Port of Portland's Custom House and Collectors of Customs


Falmouth Neck deed of ownership, Portland, 1764

Falmouth Neck deed of ownership, Portland, 1764
Item 102285   info
Maine Historical Society

Enoch Freeman, a native of Eastham, Massachusetts was born May 19, 1706, graduated from Harvard College (1729), taught school and engaged in the Boston Commission business (Barbados slave trade) before seeking his fortune as a Falmouth merchant in 1741. His family would join the gentry because of his social standing and old school connections.

A voracious office seeker, Freeman was appointed Naval Officer in 1749 but was replaced the next year with yet another Harvard graduate, Jabez Fox.

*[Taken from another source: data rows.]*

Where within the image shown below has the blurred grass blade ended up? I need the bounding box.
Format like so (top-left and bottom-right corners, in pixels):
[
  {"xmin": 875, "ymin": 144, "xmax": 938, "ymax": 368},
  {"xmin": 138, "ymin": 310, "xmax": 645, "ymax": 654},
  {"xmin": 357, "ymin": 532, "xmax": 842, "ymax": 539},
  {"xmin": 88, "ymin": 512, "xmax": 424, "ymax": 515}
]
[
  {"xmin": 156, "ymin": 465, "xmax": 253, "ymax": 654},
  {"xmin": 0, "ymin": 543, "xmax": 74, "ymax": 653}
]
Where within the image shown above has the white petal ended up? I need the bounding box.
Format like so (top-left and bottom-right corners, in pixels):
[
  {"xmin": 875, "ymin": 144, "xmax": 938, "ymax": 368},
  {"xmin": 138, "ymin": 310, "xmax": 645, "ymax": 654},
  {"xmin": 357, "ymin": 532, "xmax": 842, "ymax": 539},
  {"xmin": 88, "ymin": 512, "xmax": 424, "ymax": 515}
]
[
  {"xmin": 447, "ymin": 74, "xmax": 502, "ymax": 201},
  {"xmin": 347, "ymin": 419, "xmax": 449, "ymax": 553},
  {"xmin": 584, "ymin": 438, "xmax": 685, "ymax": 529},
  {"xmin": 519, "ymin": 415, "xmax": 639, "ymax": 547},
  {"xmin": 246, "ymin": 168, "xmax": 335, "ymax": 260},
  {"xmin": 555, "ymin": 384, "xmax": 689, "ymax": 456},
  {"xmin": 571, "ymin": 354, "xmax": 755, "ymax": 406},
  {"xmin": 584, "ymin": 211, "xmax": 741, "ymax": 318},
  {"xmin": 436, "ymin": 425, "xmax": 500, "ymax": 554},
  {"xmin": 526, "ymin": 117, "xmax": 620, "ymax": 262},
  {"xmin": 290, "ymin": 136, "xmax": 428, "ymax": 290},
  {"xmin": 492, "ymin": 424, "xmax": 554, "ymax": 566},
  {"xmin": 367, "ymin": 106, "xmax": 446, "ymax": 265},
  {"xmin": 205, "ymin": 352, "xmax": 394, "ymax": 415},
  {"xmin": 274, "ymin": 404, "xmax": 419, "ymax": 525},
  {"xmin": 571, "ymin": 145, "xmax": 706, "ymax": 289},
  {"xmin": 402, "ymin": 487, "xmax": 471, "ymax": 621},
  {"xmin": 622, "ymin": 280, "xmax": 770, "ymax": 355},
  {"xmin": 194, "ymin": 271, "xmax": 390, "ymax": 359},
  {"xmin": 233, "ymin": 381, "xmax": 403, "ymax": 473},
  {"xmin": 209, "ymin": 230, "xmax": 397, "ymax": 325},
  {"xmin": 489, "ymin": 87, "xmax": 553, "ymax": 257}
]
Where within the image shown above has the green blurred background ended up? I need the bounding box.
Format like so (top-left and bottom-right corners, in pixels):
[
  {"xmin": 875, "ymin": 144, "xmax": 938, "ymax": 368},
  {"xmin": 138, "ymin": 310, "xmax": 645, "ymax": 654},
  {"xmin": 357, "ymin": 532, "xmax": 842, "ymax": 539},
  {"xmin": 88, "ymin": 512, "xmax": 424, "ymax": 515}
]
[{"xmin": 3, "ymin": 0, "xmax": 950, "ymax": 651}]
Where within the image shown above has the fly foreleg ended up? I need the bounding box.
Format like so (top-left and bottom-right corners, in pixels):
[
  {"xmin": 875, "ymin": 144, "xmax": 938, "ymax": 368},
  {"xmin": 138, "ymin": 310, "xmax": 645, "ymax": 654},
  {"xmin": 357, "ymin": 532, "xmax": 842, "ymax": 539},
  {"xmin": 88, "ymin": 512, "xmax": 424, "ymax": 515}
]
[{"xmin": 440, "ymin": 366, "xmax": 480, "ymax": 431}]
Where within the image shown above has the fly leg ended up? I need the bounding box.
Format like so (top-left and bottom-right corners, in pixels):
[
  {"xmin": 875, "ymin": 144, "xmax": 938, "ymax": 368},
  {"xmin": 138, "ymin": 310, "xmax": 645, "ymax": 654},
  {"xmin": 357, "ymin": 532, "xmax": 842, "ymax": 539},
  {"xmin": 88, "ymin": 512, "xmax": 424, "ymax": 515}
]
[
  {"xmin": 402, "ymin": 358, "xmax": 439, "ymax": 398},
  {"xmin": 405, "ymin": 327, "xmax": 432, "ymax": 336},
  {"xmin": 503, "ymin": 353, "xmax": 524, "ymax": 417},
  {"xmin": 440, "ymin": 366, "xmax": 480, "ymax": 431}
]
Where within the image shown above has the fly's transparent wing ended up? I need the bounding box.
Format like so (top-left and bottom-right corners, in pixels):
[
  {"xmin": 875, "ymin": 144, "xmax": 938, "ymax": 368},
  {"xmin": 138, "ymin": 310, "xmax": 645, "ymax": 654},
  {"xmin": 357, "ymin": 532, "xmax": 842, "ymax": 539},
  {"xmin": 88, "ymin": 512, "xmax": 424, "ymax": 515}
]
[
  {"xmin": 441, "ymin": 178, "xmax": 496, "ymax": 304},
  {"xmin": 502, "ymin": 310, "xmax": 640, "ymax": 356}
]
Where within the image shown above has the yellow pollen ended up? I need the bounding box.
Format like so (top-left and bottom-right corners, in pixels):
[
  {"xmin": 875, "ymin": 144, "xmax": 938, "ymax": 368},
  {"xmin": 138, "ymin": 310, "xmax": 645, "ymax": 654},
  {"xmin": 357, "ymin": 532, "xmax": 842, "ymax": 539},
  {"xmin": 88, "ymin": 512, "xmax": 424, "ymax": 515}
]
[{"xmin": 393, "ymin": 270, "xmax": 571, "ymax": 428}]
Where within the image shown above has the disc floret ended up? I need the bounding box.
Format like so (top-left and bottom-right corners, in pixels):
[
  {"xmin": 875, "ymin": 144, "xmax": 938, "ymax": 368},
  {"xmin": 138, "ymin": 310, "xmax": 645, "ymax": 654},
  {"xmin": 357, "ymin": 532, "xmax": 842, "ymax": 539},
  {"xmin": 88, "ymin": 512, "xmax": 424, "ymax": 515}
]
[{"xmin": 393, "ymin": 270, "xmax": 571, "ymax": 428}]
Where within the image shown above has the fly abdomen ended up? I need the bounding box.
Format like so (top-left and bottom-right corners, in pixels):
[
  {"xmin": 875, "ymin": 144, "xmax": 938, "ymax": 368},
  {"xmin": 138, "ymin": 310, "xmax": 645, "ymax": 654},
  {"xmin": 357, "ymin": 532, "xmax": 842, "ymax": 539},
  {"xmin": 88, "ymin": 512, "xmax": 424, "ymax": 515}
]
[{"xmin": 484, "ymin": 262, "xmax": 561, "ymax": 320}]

Freeman complained bitterly to fellow classmates over the demotion. According to Sibley’s Harvard Graduates, Volume VIII, many locals considered Freeman a mere stranger; and William Willis’ Journals of Smith and Deane (1849) describes Freeman as “somewhat arbitrary and overbearing” though a man of “great moral worth and strict integrity.”

Freeman and Fox waged a major legal battle over the estate of Col. Thomas Westbrook during the same era. Freeman became Deputy Collector, Judge of Common Pleas, one of the town’s leading revolutionaries, colonel of a local militia company and holder of so many offices that Willis in his History of Portland (1865) stated “Freeman and eldest son, Samuel, for near a hundred years exercised a controlling influence in the affairs of the town and country.” The colonel died September 2,1788.